Delivered prices - The old crop domestic feed and milling wheat market has continued to have a bearish tone owing to adequate cover and limited demand.


• May-19 Erith rapeseed down £5.00/t, at £313.00/t

• May-19 Erith rapemeal (34%) down £6.00/t, at £178.00/t

(Neutral to Bearish) – Recently there has been an overriding bearish sentiment in oilseed markets. New crop Chicago soyabean futures (Nov-19) continue to plumb new depths, down $8.63/t (Friday 3 May), as the weight of global supply and demand add pressure to the market.

Paris rapeseed futures have been dragged lower over the past week. An underlying lack of demand, for both seed and its processed products continues to drive its weakness.

• One to watch - Concern for new crop corn plantings in the US continues to drive suggestions that more acreage could be planted to soyabeans. However, there is still ample time to plant corn and the weak soyabean price may work against increases. Rainfall in the US is seen as below normal over the next fortnight.

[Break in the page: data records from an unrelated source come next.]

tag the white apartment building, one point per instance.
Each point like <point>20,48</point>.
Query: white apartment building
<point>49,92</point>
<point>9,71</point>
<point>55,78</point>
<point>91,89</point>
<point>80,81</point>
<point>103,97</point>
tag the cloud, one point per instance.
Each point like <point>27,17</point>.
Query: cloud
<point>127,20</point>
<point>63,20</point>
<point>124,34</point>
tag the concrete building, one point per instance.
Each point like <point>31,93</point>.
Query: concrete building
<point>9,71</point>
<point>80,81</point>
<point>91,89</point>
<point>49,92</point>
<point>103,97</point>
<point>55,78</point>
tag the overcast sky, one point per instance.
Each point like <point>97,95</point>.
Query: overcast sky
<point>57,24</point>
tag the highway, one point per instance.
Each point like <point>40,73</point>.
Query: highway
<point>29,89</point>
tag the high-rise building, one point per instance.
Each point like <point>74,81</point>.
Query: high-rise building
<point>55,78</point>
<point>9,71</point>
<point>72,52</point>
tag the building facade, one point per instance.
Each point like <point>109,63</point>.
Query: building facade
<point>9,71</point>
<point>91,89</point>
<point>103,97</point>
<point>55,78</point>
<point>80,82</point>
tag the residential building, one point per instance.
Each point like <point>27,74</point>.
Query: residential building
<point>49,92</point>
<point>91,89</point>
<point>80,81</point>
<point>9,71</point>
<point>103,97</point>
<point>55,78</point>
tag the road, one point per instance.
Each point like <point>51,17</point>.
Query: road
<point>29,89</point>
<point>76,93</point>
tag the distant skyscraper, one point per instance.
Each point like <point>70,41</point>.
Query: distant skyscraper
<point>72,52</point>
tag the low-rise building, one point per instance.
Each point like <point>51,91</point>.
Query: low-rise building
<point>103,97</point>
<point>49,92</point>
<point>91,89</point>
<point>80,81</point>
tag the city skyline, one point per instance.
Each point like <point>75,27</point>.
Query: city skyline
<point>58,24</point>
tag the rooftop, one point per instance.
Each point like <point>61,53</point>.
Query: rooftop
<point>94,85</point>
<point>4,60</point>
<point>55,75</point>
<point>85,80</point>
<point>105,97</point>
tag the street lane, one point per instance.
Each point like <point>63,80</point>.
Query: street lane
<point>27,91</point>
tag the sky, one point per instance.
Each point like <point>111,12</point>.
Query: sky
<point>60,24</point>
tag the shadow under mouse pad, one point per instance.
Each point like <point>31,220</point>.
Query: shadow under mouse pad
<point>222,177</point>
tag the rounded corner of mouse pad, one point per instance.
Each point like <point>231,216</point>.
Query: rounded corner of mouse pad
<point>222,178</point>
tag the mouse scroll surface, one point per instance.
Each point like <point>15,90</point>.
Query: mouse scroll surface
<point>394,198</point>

• Bearish - Canadian canola stocks forecasts from Statistics Canada are due to be released, showing stocks at 31 March. A pre-report Reuters’ poll anticipates a year-on-year increase in the stock level of between 0.75-1.4Mt, to 9.8-10.5Mt.

• Bearish - Prices for some vegetable oils have fallen over the last week. Palm oil prices dropped considerably last week on the back of large stocks and production. Oilworld maintain that the palm oil market is expected to tighten (www.oilworld.biz).

Aside from potential dryness concerns for new crop conditions in Europe, the outlook for oilseeds looks largely set to be neutral-bearish.